The bar-tailed godwit is renowned for its ability to fly non-stop for up to 8 days covering over 12,000 kilometers during its migration from Alaska to New Zealand.
This feat not only showcases its incredible physical adaptations but also highlights its exceptional navigational skills, making it one of nature’s most impressive long-distance travelers.
Source: The Hindu
About Bar-tailed Godwit:
It is a large and strongly migratory wader in the family Scolopacidae.
It has distinctive red breeding plumage, long legs, and a long upturned bill.
It breeds on Arctic coasts and tundra from Scandinavia to Alaska, and overwinters on coasts in temperate and tropical regions of Australia and New Zealand.
The migration of the subspecies Limosa lapponica baueri across the Pacific Ocean from Alaska to New Zealand is the longest known non-stop flight of any bird, and also the longest journey without pausing to feed by any animal.

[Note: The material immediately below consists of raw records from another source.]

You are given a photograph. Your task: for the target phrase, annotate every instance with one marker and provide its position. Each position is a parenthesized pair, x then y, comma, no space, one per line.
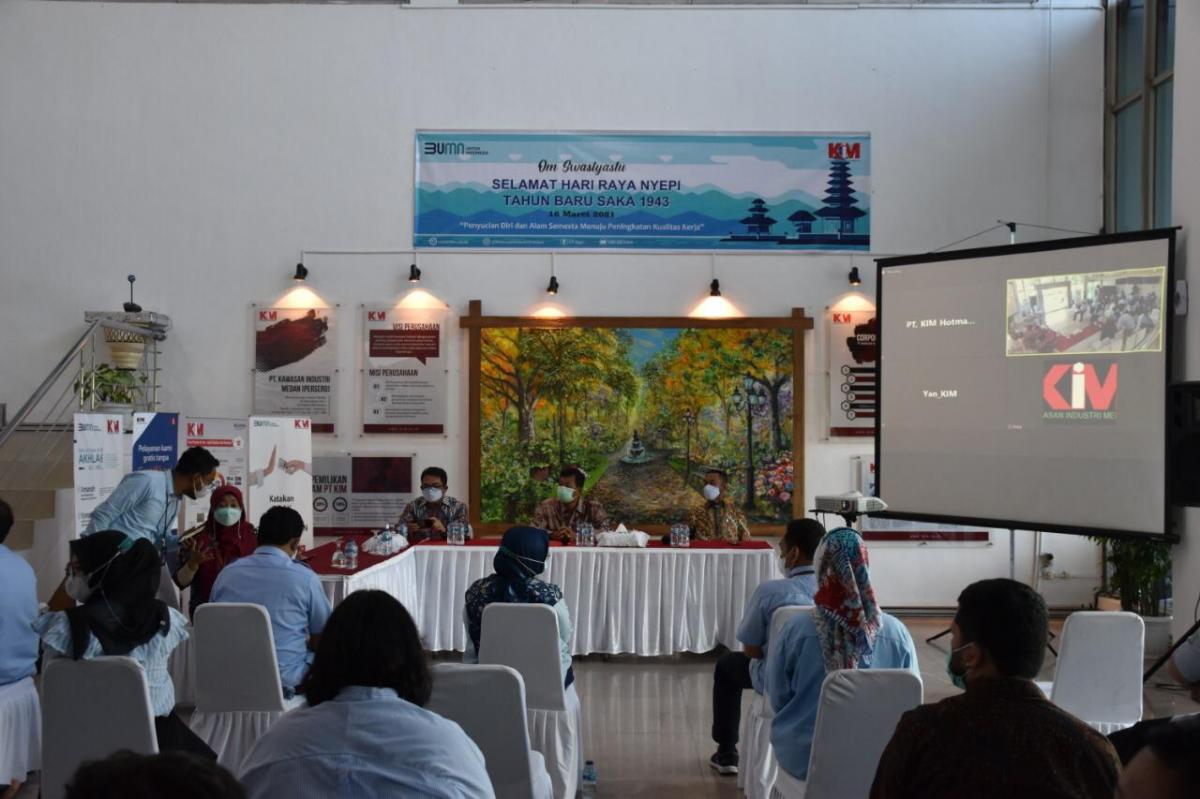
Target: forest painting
(643,410)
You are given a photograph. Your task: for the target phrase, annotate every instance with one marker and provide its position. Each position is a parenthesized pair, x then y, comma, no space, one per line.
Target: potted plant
(1138,574)
(109,389)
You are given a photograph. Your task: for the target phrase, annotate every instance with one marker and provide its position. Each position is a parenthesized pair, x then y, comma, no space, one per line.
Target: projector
(850,503)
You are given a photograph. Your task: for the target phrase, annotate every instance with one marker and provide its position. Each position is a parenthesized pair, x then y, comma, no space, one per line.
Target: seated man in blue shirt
(738,671)
(18,608)
(846,629)
(289,590)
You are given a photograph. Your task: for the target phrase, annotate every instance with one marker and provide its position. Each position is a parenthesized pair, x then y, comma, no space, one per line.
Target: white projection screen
(1025,386)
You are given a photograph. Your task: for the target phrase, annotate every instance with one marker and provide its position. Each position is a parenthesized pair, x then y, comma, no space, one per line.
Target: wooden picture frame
(474,323)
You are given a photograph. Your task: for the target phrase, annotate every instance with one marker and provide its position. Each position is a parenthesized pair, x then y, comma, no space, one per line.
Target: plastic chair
(490,706)
(858,713)
(90,709)
(21,731)
(1098,674)
(757,772)
(238,690)
(526,638)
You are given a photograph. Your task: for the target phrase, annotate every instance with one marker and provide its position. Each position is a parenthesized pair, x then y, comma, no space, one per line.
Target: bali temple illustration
(833,223)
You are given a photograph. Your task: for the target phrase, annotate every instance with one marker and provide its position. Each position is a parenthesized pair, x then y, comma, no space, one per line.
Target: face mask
(958,679)
(77,588)
(227,516)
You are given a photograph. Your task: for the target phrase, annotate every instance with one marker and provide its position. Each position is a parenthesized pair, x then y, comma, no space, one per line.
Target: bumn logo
(846,150)
(1079,391)
(444,148)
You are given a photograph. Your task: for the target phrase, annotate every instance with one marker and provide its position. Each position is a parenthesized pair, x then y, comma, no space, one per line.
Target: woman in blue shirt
(365,732)
(114,580)
(846,629)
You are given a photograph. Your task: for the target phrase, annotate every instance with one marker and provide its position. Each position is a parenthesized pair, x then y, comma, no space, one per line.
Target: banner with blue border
(642,191)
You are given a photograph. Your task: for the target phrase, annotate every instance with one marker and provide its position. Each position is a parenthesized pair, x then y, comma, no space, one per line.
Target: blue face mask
(958,679)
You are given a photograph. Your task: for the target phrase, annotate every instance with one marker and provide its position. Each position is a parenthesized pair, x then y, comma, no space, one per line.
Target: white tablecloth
(654,601)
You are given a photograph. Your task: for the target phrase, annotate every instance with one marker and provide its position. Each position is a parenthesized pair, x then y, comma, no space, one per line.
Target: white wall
(202,146)
(1186,212)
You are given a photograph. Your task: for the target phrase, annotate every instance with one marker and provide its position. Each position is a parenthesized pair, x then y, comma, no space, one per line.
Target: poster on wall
(287,443)
(226,439)
(155,440)
(295,361)
(359,494)
(405,374)
(642,191)
(97,462)
(901,530)
(853,343)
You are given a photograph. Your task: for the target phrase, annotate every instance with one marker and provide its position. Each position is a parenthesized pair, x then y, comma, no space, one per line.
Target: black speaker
(1183,442)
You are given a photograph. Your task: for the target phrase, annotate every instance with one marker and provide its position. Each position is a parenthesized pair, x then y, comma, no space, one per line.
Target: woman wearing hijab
(846,629)
(226,536)
(520,559)
(115,582)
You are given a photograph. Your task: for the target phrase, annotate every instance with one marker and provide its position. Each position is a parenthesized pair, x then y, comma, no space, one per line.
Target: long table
(642,601)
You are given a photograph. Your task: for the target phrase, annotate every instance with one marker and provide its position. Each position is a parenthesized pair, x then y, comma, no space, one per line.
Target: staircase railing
(45,420)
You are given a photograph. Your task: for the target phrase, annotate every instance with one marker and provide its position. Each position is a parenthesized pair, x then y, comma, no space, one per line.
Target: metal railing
(45,420)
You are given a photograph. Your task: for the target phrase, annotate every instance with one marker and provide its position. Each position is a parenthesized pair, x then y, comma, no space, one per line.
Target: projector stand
(1012,575)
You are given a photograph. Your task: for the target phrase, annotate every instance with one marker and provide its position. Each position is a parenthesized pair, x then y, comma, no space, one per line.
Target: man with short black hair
(1001,738)
(738,671)
(430,515)
(719,518)
(289,590)
(145,504)
(563,514)
(18,608)
(1168,767)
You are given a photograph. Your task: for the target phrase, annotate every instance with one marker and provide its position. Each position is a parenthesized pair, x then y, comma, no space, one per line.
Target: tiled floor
(647,720)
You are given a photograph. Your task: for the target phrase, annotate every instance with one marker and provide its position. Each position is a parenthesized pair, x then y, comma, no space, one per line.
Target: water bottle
(588,779)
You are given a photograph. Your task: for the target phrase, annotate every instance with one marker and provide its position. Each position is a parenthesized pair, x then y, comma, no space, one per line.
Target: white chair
(526,638)
(181,667)
(90,709)
(21,731)
(858,713)
(489,703)
(238,690)
(757,772)
(1098,674)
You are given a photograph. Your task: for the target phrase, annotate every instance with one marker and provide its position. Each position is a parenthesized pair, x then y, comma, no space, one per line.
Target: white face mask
(77,588)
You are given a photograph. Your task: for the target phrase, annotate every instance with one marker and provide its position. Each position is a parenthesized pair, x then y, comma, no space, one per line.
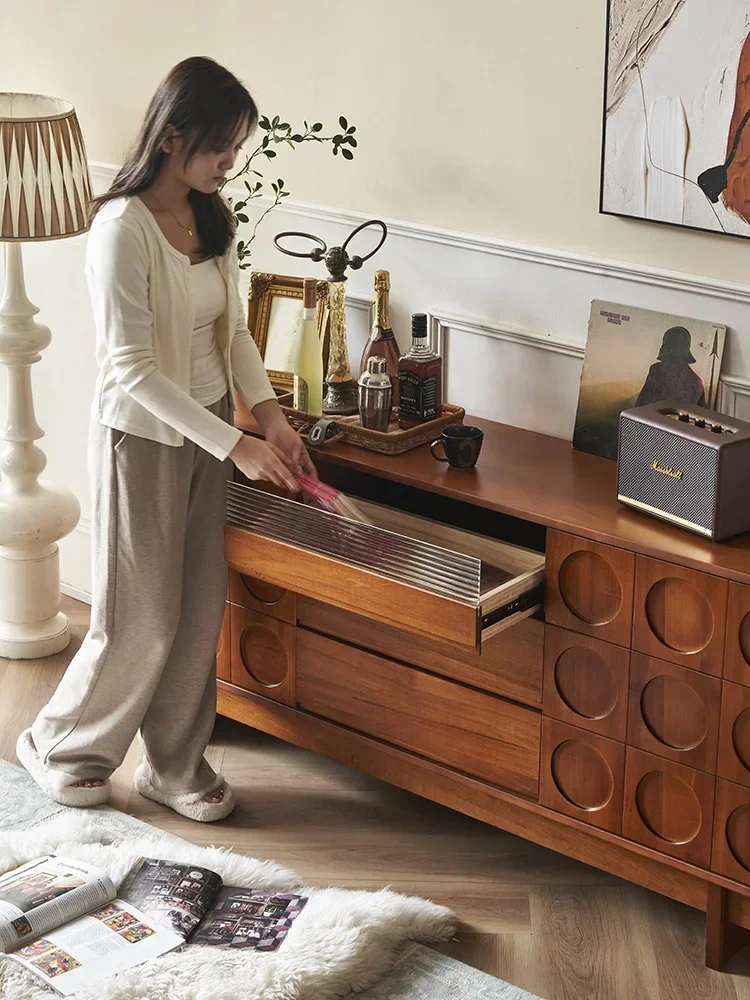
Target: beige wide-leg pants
(159,586)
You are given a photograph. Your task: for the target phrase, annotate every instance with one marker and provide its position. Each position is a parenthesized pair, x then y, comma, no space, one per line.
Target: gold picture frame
(273,324)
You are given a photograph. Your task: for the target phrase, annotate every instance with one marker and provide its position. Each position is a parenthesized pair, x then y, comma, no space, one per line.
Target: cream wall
(482,116)
(479,143)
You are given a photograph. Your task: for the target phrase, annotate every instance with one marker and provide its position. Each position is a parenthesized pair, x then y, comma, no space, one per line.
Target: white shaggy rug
(342,941)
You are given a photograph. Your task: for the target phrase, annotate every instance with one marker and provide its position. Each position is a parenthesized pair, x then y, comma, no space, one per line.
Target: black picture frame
(624,215)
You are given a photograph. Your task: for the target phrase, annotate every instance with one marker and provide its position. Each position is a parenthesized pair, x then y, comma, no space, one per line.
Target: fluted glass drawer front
(400,569)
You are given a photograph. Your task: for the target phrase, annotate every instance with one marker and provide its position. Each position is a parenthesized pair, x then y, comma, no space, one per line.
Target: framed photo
(638,356)
(275,321)
(676,130)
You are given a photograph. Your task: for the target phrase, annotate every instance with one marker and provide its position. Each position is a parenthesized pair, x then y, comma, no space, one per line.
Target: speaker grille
(690,498)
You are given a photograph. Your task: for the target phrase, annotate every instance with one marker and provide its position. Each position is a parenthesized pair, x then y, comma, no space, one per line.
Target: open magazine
(64,921)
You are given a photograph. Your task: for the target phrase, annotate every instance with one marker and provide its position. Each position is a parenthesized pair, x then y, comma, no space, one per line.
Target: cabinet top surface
(545,480)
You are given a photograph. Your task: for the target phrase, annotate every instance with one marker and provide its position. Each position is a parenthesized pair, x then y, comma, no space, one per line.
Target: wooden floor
(550,925)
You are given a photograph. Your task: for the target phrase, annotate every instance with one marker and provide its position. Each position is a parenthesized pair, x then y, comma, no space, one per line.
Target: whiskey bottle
(420,378)
(382,342)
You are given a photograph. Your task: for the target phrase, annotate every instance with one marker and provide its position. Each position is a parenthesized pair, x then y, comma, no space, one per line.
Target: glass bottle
(382,342)
(420,376)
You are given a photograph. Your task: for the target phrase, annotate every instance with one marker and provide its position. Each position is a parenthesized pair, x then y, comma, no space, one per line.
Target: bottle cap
(419,325)
(310,293)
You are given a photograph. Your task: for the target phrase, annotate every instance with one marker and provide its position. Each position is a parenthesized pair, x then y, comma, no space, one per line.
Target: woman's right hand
(258,459)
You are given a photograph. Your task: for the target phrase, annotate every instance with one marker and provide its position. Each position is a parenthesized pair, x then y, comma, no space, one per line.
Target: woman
(171,342)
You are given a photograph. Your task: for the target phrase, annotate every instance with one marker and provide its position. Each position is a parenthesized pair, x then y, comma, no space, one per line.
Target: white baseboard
(79,595)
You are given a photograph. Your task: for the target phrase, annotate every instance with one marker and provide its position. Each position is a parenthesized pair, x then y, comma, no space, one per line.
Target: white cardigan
(144,318)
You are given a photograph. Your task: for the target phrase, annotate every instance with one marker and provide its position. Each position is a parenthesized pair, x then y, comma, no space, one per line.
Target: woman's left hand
(289,443)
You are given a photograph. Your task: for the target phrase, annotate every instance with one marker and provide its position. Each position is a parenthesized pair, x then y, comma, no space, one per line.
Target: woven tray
(393,442)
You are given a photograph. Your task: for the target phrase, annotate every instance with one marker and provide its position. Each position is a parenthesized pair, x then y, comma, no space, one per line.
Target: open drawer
(403,570)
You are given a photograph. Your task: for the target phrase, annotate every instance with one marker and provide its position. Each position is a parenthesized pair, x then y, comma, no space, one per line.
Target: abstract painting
(638,356)
(676,141)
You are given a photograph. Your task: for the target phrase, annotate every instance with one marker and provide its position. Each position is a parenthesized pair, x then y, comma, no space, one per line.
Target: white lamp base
(33,515)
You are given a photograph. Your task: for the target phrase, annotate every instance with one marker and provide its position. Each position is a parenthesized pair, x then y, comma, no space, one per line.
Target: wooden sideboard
(611,725)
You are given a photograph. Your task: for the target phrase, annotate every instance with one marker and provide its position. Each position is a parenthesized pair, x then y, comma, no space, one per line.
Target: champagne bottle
(308,370)
(382,342)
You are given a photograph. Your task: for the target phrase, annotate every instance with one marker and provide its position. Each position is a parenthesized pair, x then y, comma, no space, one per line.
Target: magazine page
(91,948)
(46,893)
(175,894)
(249,918)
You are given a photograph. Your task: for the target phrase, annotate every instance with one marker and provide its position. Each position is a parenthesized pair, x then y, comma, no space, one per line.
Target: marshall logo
(666,470)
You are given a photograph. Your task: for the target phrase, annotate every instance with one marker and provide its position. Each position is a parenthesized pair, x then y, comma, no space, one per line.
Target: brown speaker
(687,465)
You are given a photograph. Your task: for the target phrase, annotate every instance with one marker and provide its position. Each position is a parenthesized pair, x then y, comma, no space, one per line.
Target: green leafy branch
(279,133)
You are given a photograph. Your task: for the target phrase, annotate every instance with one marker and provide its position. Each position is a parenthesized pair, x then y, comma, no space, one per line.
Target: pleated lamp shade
(45,186)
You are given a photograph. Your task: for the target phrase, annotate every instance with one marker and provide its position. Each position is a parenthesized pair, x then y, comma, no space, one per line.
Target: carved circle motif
(590,588)
(582,775)
(738,835)
(741,737)
(585,683)
(264,593)
(674,712)
(745,638)
(669,807)
(263,655)
(679,615)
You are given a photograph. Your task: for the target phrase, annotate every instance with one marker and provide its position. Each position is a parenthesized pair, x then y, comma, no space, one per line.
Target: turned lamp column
(44,194)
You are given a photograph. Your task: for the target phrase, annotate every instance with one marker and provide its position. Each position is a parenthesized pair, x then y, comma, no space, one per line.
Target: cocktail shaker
(375,396)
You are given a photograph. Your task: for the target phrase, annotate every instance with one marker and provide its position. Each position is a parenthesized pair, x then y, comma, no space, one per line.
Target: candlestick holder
(341,387)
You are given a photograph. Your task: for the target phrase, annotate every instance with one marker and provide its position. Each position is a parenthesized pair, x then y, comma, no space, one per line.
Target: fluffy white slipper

The round-trip migration for this subspecies is over 29,000 km.
Breeding:
It is a non-breeding migrant in Australia and New Zealand.
Birds first depart for their northern hemisphere breeding sites at age 2–4.
Breeding takes place each year in Scandinavia, northern Asia, and Alaska.
Both sexes share incubation of the eggs for 20 to 21 days, the male during the day and the female at night.
Its main source of food is bristle-worms, supplemented by small bivalves, crustaceans and shellfish on coastal mudflats and estuaries. In wet pastures, it eats invertebrates.
Male bar-tailed godwits are smaller than females and have shorter bills.
The status of the bar-tailed godwit is Near Threatened, and the population is declining.